Wednesday, October 29, 2014

IBM Sunflower (Welcome to the Thunder Dome II (part two)

IBM and Airlight team up to develop the Sunflower. HCPVT collector. (High Concentration Photovoltaic Thermal.)

Everything is better with a Swiss scientist to show you around, no?


I found this embedded here at Gizmag. A much better story than the others, thank goodness. The collector dish is more creative than the rest of their scheme, I think. They use a fibrous concrete for the dish. Vacuum shaped sheer sheets of metalized foils or the like for the compound primary (40 square meters!) There would need to be dynamic control of that vacuum as the atmospheric pressure changes you do not want a new focal length imposed as the weather and temperature changes....

This just in: a friend tracked down this EDN story. It is not too interested in the offboard bits (low temp implementations and balance of system stuff) but a nice juicy account of a voltage management scheme comes up late in the story, spoiler alert: something called a "Δ-converter" is important. As is putting this important voltage management gear pretty darn close to the cells. Or so it seems.

All of this is worrisome as these are the same cells that are sitting at a 2,000 suns focal point. I'm going to call this "putting all your eggs in one frying pan." Shows a whole lot of faith in the tracking and the cooling apparatus.

I also wonder which disconnections are requiring Flyback Diodes (freewheeling?) Dear readers, what do you see when you read that report. (The images on the EDN story seem to have been pulled. But the PDF still has them (download link here)

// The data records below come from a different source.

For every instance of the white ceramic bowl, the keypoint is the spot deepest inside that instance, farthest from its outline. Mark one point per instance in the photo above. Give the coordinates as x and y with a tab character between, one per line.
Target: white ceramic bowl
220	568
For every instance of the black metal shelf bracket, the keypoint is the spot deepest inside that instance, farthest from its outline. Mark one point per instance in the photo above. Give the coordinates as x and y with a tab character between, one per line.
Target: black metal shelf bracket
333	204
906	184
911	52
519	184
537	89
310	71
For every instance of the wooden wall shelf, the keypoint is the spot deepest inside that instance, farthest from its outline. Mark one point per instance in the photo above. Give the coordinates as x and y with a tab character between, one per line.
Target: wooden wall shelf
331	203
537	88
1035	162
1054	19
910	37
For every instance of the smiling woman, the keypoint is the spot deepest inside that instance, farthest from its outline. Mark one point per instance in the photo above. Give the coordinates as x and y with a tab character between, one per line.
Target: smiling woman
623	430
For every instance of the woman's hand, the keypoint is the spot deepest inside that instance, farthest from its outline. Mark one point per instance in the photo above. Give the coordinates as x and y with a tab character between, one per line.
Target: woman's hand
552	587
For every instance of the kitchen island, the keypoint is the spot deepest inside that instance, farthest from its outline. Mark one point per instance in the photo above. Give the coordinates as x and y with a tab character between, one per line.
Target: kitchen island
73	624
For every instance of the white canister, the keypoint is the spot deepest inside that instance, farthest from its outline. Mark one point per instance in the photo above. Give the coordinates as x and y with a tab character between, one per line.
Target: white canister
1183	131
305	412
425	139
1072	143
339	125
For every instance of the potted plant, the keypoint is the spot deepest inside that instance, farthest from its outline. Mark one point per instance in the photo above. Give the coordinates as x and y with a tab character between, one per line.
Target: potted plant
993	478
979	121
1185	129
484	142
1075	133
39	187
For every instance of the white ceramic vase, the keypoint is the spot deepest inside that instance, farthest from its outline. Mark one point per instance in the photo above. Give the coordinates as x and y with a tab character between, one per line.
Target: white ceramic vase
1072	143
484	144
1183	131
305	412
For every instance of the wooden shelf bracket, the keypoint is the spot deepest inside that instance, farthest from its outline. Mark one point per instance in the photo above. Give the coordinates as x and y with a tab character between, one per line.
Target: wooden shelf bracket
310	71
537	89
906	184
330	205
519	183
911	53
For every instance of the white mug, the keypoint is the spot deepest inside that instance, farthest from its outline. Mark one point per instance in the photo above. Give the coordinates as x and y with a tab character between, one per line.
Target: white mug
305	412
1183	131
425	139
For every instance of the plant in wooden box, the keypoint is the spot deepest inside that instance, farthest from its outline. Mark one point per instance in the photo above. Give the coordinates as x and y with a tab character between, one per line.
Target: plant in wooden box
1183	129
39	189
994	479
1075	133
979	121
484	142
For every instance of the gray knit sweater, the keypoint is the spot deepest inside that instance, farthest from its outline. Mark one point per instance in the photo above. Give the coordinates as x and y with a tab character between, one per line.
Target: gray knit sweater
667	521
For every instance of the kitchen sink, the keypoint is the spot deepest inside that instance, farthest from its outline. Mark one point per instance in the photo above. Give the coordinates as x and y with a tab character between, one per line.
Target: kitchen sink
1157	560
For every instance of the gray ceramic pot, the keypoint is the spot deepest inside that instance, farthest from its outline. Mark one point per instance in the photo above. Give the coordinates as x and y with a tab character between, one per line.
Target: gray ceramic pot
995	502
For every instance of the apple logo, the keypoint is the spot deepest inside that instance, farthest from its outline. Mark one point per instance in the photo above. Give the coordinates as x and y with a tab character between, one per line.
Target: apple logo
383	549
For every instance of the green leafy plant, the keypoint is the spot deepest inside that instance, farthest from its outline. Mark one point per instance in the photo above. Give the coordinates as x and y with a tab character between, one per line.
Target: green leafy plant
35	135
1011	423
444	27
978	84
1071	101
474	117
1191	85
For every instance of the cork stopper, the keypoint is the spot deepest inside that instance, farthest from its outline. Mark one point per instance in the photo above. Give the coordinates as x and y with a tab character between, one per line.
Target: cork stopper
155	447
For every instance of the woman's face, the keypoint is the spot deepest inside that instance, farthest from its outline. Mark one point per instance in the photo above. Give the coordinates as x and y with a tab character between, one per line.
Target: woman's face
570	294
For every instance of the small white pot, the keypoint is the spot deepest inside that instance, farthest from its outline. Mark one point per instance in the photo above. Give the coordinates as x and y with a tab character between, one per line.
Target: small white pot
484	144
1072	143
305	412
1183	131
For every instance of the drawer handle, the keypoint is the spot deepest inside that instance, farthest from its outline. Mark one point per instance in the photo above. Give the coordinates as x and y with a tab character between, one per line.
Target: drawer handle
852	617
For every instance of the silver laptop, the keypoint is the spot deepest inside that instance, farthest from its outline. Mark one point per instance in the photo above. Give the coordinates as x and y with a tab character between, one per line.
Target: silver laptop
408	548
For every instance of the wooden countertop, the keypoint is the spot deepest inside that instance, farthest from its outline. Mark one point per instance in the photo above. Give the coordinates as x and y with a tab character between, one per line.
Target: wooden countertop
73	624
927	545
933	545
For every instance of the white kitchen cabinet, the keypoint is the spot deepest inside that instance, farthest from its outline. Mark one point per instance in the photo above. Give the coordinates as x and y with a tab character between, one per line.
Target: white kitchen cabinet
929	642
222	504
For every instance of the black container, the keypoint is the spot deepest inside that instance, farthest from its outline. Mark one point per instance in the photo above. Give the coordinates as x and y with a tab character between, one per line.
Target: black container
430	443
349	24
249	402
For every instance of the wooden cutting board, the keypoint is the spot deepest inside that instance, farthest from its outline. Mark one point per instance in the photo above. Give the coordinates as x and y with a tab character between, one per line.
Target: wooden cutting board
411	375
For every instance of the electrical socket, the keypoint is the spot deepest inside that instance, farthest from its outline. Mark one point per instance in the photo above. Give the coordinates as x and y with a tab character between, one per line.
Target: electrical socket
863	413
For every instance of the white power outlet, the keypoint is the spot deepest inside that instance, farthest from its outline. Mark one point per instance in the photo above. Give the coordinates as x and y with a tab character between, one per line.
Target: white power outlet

Japan rethinking distributed power

Like Hawaii before it, Japan is facing down "too much of a good thing" problem.

"Half of Japan's electric utilities move to restrict additional solar power"

 http://www.eenews.net/stories/1060006761

It will get worked out, but look for more of this kind of trouble before it settles down.

Cool tool to explore current energy use by buildings in the USofA


Take a look! they have about a million buildings (I wish it were not by state but by latitude) still lots and lots of cool data to play with.



www.buildingenergy.com

Tuesday, October 7, 2014

IBM - Welcome to the Thunder Dome II

I've been meaning to discuss and size up the IBM hybrid attempt. I saw their cell/module cooling device for large high concentration dishes awhile back. take a look:


Illustration from a Whitepaper on the IBM Sunflower (hybrid CPVT)

What do you see? you see water inlets and outlets for a mission critical back side cooling array. That is the left/bottom side plumbing bits. We cannot see the very smart way they put a high flow highly conductive network for flowing very close to the back of the cells (the 9 dark squares) For size you can see the thermocouple plugs (grey with two different sized and colored blades) they are about a half inch wide (just checked, .66 inches or 17 mm which means those cells are 10mm/10mm.


This needs to be really heat hardy as the cells are supposed to be exposed to some 2000 suns. The paper (or some-other source, they are starting to run-together, sorry) says they are backside conductor cells. Those black faces, unlined by traditional front-side conductors, are confirmation of that.

The two thermocouples are there to monitor the coolant temperature before and after to regulate the flow of coolant. This of course means they have the traditional tradeoff issues that I am trying to avoid with frequency splitting. If the temp goes up the voltage goes down and the electric yield drops. So they are stuck with a lot of very warm water as a product. The good news is they have a vision of this as a very large device and some ideas about what to do with the warm water. More on that in the next post.

I saw some confused notions about using this for boiling water for desalination. The description in that story is pretty vague and has a real units of measure problem. Maybe a deadline pressure meets domain knowledge weakness caused it. Anyhow, further looking shows they have a reverse osmosis scheme (in separate equipment) that uses pressure rather than brute force boiling (which is why reverse osmosis and the related technologies are being explored in general: less energy intensive.) The cooling circuit needs to be closed to keep the high purity and reliability going behind the cells.